Dive Brief:
- AI-server maker Super Micro Computer said the “material weaknesses” in internal control over financial reporting “remain unremediated” as of March 31, according to the company’s latest 10-Q filed Monday. The weaknesses were first identified in February 2025, and the company said it will continue to take actions to improve its internal and disclosure controls until the remediation effort is complete.
- Those efforts include improving its enterprise resource planning system, using checklists to improve accuracy and adding controls to its close process for such issues as related party transactions.
- “We believe the above actions will be effective in remediating the material weaknesses described above, and we will continue to devote significant time and attention to these remedial efforts,” Super Micro said in the filing. “However, the material weaknesses cannot be considered remediated until the applicable remedial controls operate for a sufficient period of time and management has concluded after completion of appropriate testing that these controls are operating effectively.”
Dive Insight:
The San Jose, California-based company in recent years has elicited AI-driven investor enthusiasm while navigating thorny accounting and financial reporting problems. A report from the now defunct short-seller Hindenburg Research in 2024 found “glaring accounting red flags” and undisclosed related party transactions.
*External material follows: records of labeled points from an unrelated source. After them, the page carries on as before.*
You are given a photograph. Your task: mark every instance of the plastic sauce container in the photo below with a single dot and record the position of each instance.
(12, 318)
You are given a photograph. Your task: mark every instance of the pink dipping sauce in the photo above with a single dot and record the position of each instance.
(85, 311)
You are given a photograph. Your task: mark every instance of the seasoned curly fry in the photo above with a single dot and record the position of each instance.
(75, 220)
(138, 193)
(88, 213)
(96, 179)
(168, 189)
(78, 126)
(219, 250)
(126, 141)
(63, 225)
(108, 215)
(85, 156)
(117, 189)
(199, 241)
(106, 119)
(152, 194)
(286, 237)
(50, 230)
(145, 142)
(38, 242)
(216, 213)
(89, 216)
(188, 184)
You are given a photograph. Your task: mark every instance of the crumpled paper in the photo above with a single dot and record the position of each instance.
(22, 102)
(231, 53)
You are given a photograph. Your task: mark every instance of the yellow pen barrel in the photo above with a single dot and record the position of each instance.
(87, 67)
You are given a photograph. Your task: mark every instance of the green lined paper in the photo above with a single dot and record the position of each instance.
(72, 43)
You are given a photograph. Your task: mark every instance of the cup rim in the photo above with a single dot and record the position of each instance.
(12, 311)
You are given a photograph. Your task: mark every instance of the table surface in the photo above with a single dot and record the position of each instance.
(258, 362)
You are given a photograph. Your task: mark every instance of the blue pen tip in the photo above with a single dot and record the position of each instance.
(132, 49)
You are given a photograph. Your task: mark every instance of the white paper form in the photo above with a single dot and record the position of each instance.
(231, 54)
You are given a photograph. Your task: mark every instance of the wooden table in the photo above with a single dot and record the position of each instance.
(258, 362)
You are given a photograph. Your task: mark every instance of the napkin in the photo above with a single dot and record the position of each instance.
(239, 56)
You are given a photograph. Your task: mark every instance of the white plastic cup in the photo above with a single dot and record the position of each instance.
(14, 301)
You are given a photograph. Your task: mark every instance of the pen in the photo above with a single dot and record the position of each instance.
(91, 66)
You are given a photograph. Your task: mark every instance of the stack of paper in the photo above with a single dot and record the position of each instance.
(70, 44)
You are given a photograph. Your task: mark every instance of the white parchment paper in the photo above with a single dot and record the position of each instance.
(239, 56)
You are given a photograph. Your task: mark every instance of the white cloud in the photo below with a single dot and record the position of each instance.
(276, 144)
The update on the remediation comes on the heels of a leadership shakeup. In March, Super Micro’s co-founder Yih-Shyan “Wally” Liaw and two other individuals were charged in connection with a scheme to “secretly divert billions of dollars worth of servers with cutting edge U.S. artificial intelligence technology to China.” On March 20, Liaw resigned from the board, and the company appointed DeAnna Luna as acting chief compliance officer.
The internal control problem Super Micro seeks to remediate was flagged last year in a delayed 10-K, which included a report from the company’s registered public accounting firm BDO. The auditor at the time found that the material conformed with generally accepted accounting principles. Still, BDO gave an “adverse opinion” regarding the company’s internal control over financial reporting, CFO Dive previously reported.
Last week the company reported its unaudited net income rose to $483 million in the fiscal third quarter ended March 31, up from $109 million in the year-earlier period.
Super Micro's “transformation into a total datacenter infrastructure provider is accelerating,” said Charles Liang, president and CEO of Super Micro in a statement included in the release.
A company spokesperson declined to comment.